The announcement by President Cyril Ramaphosa today (10 June 2021) that Schedule 2 of the Electricity Regulation Act will be amended to increase the licensing threshold for embedded generation projects from 1 MW to 100 MW has been met with great enthusiasm. In other words, instead of going through the lengthy and complex licencing process, applicants will simply need to register their new generation with the National Energy Regulator of South Africa (Nersa).
The president's announcement surprised many in the industry who had called for the limit to be increased from Minister Gwede Mantashe's offer of 10 MW, to 50 MW.
President Ramaphosa said that although progress was being made to procure new utility-scale generating capacity from existing IPPs, with Eskom’s ageing and unreliable coal-fired power stations being unable to meet demand, more private sector power generation was needed. He said that the decision followed an "extensive public consultation process and a significant amount of technical work undertaken by the Department of Mineral Resources and Energy".
The next step is for the government to amend Schedule 2 of the Electricity Regulation Act to increase Nersa's licensing threshold for embedded generation projects from 1 MW to 100 MW.

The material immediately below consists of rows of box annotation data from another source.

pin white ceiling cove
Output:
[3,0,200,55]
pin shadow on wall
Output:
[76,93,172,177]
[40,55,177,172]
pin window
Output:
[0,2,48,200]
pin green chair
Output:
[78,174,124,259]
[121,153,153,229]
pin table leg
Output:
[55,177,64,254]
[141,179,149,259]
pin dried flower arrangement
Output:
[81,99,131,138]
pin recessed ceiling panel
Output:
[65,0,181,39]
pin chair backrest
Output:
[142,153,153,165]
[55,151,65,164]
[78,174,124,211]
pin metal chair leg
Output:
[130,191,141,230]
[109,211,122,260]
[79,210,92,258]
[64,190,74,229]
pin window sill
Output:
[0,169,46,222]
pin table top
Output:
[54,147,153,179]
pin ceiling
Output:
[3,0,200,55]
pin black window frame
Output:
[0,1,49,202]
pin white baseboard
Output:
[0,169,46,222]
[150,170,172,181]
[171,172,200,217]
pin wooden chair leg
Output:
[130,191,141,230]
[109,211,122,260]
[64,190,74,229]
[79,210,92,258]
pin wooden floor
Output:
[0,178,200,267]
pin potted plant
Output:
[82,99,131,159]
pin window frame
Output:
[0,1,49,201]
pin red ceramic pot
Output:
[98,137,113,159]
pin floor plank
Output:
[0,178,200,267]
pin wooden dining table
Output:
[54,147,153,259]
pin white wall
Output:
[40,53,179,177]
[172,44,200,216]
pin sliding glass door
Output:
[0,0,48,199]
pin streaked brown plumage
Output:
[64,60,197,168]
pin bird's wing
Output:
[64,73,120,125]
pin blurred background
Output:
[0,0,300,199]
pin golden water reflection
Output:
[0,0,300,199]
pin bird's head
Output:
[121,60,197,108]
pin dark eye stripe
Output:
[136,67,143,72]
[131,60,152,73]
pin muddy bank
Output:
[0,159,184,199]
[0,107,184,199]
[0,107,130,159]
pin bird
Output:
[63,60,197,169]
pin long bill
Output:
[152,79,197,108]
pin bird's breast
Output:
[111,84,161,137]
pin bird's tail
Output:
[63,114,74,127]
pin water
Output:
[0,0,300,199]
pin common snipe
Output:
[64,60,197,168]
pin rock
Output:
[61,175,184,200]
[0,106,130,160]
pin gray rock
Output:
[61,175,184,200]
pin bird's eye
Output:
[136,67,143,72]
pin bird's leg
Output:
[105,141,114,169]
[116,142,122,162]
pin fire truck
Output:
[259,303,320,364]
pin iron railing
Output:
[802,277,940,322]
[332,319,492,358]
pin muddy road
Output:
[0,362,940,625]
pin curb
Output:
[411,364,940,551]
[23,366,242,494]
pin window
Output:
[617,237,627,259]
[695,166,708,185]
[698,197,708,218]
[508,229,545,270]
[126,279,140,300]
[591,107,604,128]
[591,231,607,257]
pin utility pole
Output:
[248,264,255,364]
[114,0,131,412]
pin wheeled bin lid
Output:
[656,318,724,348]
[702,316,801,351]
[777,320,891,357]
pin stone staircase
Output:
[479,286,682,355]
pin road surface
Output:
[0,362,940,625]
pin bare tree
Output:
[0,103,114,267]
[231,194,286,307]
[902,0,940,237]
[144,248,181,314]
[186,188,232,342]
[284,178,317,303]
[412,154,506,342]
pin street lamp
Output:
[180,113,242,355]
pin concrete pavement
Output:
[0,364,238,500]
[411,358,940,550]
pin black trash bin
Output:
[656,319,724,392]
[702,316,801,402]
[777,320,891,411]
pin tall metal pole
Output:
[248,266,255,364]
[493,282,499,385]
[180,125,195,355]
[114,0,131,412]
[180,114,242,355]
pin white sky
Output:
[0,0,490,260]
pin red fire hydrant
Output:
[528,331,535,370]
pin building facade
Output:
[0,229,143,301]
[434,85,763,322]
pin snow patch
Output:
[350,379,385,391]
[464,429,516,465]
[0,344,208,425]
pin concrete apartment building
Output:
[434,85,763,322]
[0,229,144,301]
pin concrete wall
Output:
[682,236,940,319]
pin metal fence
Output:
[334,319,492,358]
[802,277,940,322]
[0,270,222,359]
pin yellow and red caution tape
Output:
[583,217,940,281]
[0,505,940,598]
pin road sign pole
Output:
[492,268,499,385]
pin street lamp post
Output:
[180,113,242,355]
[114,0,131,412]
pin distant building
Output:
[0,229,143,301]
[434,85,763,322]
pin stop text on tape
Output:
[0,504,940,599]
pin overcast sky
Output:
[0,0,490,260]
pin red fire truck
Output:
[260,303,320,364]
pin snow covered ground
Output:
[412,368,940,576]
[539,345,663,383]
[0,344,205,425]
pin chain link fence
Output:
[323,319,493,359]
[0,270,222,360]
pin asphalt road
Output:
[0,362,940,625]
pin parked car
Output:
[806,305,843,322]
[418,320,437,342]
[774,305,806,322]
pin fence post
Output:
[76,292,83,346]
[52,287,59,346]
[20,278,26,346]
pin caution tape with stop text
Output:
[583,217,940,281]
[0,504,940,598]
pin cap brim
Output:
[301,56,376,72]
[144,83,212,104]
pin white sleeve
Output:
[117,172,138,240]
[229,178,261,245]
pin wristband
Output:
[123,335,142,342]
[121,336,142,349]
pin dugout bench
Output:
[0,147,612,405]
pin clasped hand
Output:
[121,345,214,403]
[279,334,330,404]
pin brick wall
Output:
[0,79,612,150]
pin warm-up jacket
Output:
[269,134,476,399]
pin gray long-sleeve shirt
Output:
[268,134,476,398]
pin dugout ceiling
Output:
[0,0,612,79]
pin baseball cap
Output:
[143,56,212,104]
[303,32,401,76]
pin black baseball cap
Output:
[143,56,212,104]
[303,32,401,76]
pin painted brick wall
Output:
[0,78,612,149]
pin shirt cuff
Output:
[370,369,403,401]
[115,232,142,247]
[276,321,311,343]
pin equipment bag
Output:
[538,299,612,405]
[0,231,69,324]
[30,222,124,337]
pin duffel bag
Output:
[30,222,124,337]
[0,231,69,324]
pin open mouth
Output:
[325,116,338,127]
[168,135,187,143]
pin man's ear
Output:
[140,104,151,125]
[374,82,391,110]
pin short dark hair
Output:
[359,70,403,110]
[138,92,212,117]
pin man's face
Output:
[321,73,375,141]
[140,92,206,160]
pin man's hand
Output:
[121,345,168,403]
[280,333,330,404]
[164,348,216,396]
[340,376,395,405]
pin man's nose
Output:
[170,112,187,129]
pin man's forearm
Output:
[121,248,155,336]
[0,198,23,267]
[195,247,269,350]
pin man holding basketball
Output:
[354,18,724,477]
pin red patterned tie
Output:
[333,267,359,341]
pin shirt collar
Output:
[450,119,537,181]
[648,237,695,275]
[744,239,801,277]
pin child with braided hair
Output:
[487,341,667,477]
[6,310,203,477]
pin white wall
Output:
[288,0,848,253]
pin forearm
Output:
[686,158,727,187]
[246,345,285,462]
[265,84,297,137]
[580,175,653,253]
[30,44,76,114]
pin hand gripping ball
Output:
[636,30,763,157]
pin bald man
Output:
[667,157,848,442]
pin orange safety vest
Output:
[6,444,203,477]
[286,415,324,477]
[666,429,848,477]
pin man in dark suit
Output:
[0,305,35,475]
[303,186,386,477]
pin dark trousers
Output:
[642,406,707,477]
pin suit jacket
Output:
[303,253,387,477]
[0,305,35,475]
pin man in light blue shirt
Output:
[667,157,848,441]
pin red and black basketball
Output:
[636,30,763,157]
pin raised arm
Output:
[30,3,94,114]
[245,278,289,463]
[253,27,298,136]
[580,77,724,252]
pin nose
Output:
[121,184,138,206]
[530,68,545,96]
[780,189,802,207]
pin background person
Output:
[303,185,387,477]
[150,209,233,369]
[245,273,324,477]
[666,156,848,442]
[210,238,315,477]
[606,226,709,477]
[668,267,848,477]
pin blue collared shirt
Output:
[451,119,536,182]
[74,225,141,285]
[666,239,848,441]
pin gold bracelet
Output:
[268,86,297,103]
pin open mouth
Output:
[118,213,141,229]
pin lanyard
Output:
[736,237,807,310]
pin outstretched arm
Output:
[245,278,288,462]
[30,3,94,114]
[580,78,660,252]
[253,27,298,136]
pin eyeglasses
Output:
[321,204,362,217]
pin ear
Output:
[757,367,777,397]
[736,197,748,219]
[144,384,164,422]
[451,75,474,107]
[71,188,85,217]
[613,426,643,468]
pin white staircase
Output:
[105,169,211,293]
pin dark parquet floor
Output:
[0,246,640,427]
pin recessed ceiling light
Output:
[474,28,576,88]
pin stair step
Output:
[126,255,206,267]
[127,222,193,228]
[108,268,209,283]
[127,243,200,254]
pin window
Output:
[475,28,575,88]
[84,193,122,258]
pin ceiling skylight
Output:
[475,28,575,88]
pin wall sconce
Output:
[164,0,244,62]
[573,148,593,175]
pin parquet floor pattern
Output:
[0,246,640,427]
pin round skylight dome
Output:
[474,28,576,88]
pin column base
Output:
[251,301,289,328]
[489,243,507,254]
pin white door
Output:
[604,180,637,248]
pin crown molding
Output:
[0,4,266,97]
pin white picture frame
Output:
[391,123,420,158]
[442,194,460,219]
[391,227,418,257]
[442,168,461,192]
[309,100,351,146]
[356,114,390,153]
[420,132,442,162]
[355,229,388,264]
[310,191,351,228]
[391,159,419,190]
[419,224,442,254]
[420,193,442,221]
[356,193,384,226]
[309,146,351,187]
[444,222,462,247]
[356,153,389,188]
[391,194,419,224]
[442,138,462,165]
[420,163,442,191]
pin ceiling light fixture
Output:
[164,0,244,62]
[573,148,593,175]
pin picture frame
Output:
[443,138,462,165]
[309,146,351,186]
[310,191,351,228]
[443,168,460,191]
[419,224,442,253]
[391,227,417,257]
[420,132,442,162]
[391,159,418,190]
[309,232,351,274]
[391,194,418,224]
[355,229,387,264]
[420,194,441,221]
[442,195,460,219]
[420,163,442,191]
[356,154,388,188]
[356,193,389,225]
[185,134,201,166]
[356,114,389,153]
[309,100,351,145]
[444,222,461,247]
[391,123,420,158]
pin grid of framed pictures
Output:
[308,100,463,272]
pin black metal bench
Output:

This dramatic decision is likely to result in a significant investment in new generation capacity in the short and medium terms, enabling big business and mines to build their own generation facilities to supply their energy needs. This in turn will reduce their reliance on Eskom and free up some capacity which should enable the power utility to increase the number of generating units to undergo maintenance, or to start the decommissioning of those which are past their design retirement dates.
A significant aspect to this decision is that any surplus electricity generation can be sent via municipal and Eskom grids to other consumers.
This is really important news because we need as much privately generated electricity as possible. Eskom cannot meet the country's electricity demand, so allowing the private sector to participate more fully is a sensible step forward.
With load shedding costing South Africa’s economy R500-million per stage, per day, over the last two weeks load shedding has cost the South African economy approximately R25-billion.
The Minerals Council South Africa has welcomed the announcement, saying it was committed to ensure that an additional 1,6 GW of power would be added to the network. This would require an investment of about R27-billion, the Council says.
This decision is also expected to increase job opportunities. Business Unity South Africa (BUSA) is quoted as saying that, even if the limit was at 50 MW, 16 000 or more new jobs would be created. At 100 MW, we expect that figure to exceed 20 000.